We travel often as a family and it’s never easy. In fact, before any adventure, Willy and I often wonder why in the hell we’re packing our bags, spending the money, getting the hell outta dodge. In some ways I feel like we are constantly trying to escape, to push the wheels a little faster, like when you’re a child and it’s Halloween and you’re going through one of those haunted houses and it’s getting darker so you move a little faster just so you can get to the end a little quicker. Because raising children is hard, and trying. The walls of our own home are, at times, suffocating. Sometimes it’s only beautiful in hindsight. That’s not to say there isn’t beauty in the moment; there is. It’s just so convoluted and messy, like a painting covered in dirt, that your vision—your perspective—gets a little cloudy.
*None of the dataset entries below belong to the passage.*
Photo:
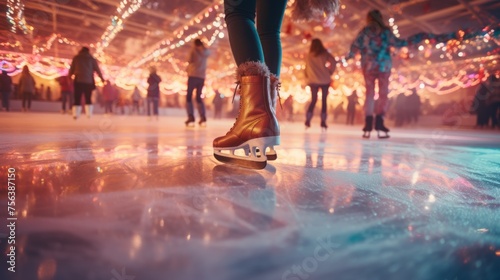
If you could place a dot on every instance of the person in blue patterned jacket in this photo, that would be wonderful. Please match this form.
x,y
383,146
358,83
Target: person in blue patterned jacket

It’s why hindsight is so important, why turning back the pages and reflecting can sometimes carry more value than even the present moment. So often, when looking back, I see the painting. Not the dirt.
It’s why I write and reflect on these days. It’s why I take pictures. Because sometimes staying present and ‘in the moment’ (a term so loosely valued these days) is downright stressful. And not feasible. I think of a prisoner of war being held and tortured on a tropical island, trying to take the scenery in while being stabbed in the eye with a burning hot pencil. Hard to do. Parenting? Same same but different.
The challenge for me, as a mother to three, is finding the time and then clearing my mind so that I can think and reflect. I always knew that I would come to view time in a new light once I became a mother. But I never anticipated the struggle to continue self-growth and self-love; I never before valued the ability to have a clear mind in the way I do today. I harbor an inner commitment to my blog and speak often of it as something I do for my boys, so one day they will know the person behind the woman they only know as ‘mom’. And so they, too, can remember their idiosyncrasies—when they started and how they changed—and gain greater self-awareness. And so they, too, can hold on to the memories. But it’s also for me. Because sometimes the days are filled with nothing but tasks and silly fights only mom can referee and at the end of the day, or in the beginning—before anyone is awake—I like to steal away a few moments for myself. To make space for the clouds to part, for clarity to roll in, and for hindsight to shine brighter than whatever the current struggle is.